Terminology is important. A BST is what I defined. A balanced BST has an extra property, but you don't get to call a balanced BST just a BST, it only adds to confusion and unclear communication.
I don't agree with your use of terminology; to me "BST" is just as much a class of things as "mammal" is. I will agree though that it has added confusion.
When you say BST the only thing you've said is that it's a binary tree structure with a property about the childrens value compared to the parent. While saying that there is certain BSTs with O(lg_2 n) searches is true, there also exists BSTs with O(n) searches.
The original claim was that:
> BTW, why not BST, for everything is O(log n)?
Which is not true. A sorted linked list is the canonical counter example. There is no confusion of terminology, it is clearly defined in algorithmic literature on search trees.
I generally take English sentences like that to be existential claims, rather than universal ones.
For example, if I was talking about an exciting new business plan to serve alcohol in a building and someone replied "Bars already serve drinks.", you probably wouldn't object saying that some bars don't serve drinks - that's not really the point.
I can probably concoct a counterexample, but given that most BSTs that one would actually use under that terminology are self-balancing ~O(log n) structures I am tempted to go with this.
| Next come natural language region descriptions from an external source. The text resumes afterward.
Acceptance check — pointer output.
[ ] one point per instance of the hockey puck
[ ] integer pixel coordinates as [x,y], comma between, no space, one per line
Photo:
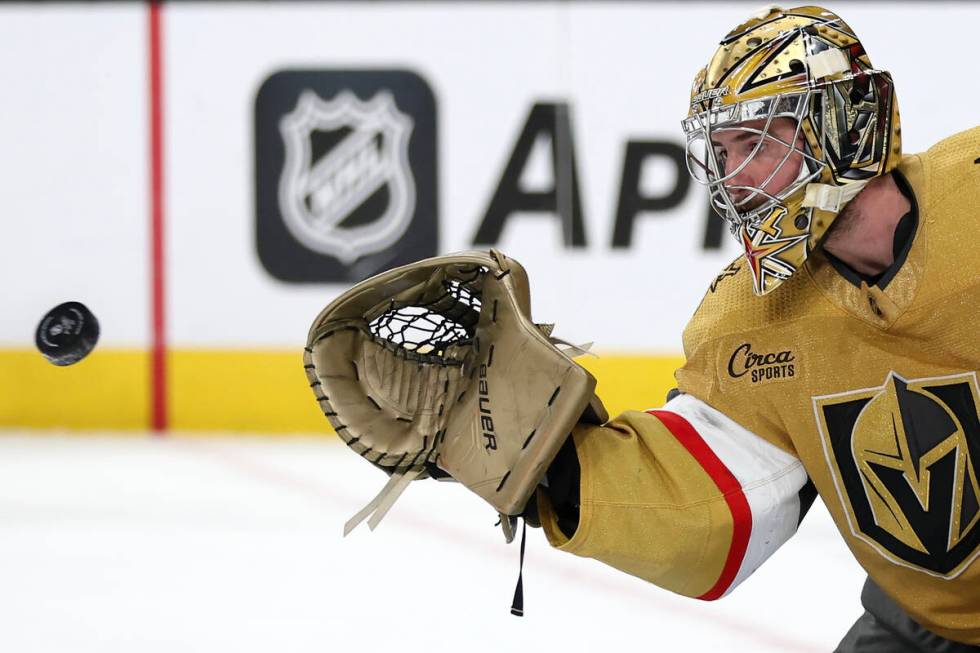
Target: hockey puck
[67,333]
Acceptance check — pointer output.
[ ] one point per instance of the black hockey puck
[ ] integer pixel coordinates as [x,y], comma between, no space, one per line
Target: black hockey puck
[67,333]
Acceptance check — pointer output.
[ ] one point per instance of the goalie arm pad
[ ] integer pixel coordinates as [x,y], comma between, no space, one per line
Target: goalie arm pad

I imagine if "self-balancing BST" was used the objection might never have been raised, even though not strictly all self-balancing BSTs have all O(log n) operations.
Either way it's a semantic thing that has little to do with what BST means (we agree on that) and more to do with interpreting the ambiguities of English.
My point of view origins from the academic world, and the distinction absolutely matters, and it should matter in any theoretical discussion on the topic, otherwise we'll spend too much time arguing semantics, instead of just being clear.
> not strictly all self-balancing BSTs have all O(log n) operations.
You're right. You could have a self balancing tree that would simply guarantee it's height is n/2, but that entails that it's height is O(n), which, by most definitions mean that it's not self balancing. You want it to be at least O(n^c) for 0<c<1, in height.